I have grandfathers from my mother’s, father’s and step-father’s sides. All of them told me the same story about deportation of Soviet Koreans from the territory near the border between Korea and Russia in the Far East to Central Asia and Kazakhstan. They said, “Before the 1930s our fathers and grandfathers lived near the border. We were free in changing place of living but preferred to stay in the areas where there were a lot of Koreans. All the families were busy with farming or merchandising. Some of Koreans were richer than other but there were no beggars among us. We were deported without any warning. It was announced that we couldn’t take any property with us except the papers and personal things and we had only few hours to collect them. Koreans were moved by trains from Far East in wagons mean for cattle transportation. Along the way a lot of them died. Sick people and dead men were thrown out of the wagons by the guards without any permission to treat or just to bury them.  After the arrival our people were left in villages, collective farms or in steppes without any houses for living. Koreans had to live in stated districts far from the big cities. Until Stalin died in 1953 Koreans didn’t have any right to get university degree or to serve in Military because they were considered officially as possible enemies of Soviet People.”

The1940s – World War II

During the WWII most of Soviet Koreans lived in Central Asia and Kazakhstan. These parts of USSR were not available for the German Army. My grand grandparents lived there in safety but under pressure of blame and shame. My grandfather said, “Every man was recruited by Military Force except us and some other nationalities. USSR was our motherland and we wanted to protect it, but we were considered as potential spies and unreliable persons. It was the most humiliating part of your grand grandfather’s life.”

The 1950s – Role of Sex Gender

My grandmother told me the story which indicates the importance of male gender in the past. She said, “In 1955 we worked on the fields and grew onions in Uzbekistan. Those fields were very far from any village or town and there were no hospitals, train stations and phones. My six month old daughter (my mother) had the flue and the high temperature. She cried but I couldn’t do anything because we don’t have any drugs. My husband was ill too, he had serious problem with his stomach and I thought that he was dying. He couldn’t eat or even move because of his pain. There were no one next to us and I decided to leave my husband and two sons (2 and 3 years old) home alone in order to call a doctor.
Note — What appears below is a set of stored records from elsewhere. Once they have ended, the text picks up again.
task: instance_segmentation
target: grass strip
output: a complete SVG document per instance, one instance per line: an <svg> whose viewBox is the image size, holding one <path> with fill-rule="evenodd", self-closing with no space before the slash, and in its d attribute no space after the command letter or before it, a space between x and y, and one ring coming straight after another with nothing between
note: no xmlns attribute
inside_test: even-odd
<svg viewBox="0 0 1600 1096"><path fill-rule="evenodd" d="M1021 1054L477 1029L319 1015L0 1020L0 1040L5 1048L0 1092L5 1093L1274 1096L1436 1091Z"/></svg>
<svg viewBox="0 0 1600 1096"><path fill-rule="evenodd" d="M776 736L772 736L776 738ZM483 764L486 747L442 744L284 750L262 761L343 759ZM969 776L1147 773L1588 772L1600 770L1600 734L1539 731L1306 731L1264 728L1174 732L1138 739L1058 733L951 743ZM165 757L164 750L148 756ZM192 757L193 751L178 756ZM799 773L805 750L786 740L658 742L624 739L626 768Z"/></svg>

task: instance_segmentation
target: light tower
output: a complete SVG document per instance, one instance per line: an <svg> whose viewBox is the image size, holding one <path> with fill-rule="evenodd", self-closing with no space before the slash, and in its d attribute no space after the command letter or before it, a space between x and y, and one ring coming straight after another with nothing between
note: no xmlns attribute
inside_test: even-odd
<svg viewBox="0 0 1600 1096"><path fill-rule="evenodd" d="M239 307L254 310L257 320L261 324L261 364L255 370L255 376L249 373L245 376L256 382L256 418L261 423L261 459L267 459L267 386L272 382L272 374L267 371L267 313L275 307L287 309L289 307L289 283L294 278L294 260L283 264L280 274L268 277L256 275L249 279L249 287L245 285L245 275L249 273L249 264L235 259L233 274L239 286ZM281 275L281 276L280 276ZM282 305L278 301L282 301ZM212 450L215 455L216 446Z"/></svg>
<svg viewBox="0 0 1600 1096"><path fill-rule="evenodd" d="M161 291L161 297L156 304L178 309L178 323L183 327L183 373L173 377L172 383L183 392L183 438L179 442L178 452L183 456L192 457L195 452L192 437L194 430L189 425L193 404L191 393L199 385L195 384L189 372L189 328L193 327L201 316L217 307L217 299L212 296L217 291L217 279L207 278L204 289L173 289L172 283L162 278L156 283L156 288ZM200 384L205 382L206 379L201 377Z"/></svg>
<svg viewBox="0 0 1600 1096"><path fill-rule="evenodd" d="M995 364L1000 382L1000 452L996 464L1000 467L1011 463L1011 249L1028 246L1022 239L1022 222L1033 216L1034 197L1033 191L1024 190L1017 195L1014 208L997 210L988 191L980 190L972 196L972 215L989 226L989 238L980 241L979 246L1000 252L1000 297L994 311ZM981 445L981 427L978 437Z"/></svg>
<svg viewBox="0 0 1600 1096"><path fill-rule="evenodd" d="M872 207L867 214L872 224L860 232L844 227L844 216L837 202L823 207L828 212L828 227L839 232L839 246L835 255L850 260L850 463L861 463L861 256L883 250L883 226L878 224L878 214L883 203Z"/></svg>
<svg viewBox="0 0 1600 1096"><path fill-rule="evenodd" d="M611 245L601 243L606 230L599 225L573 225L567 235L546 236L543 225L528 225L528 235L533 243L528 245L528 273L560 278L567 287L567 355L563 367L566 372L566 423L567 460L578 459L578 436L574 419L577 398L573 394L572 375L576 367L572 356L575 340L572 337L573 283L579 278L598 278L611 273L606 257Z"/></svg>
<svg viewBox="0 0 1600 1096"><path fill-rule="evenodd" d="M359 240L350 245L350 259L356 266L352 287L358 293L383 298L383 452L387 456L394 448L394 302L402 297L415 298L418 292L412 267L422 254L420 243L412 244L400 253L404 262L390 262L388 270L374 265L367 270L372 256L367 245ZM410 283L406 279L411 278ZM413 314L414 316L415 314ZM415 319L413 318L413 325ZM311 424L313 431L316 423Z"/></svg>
I couldn’t leave my daughter because she could bother him by her crying.” My grandmother had to walk about 70 kilometers to the nearest village’s hospital. During all the way she carried the child on her back. She said “I cried while walking because my daughter felt bad and it seemed that she stopped breathing.  I couldn’t make myself check her because I was afraid to see that my baby is dead.”  When she reached the hospital in the midnight doctor told her that she had to make the choice between her daughters’s and husband’s lives. Both of then needed urgent medical treatment but if he spent an hour to save the child he couldn’t help her husband in time, because that doctor was the only one in the village. Grandmother said “I chose my husband because he was the man and head of family. I sacrificed my baby although I knew that my husband could already be died. My hard was bleeding. It was the hardest decision and the most terrible day in my life.”

The 2000s – Family’s Philosophy

Despite any obstacles and difficulties every generation of my family finishes its life among wealthy and respectable children. My grandmother said me, “All our life is a test and any obstacle is the possibility you must use to form your character and improve your skills. It doesn’t matter what kind of political regime is in your country but it’s more important what kind of person you are.  In any society at the end of his life a human being has got what he deserved.”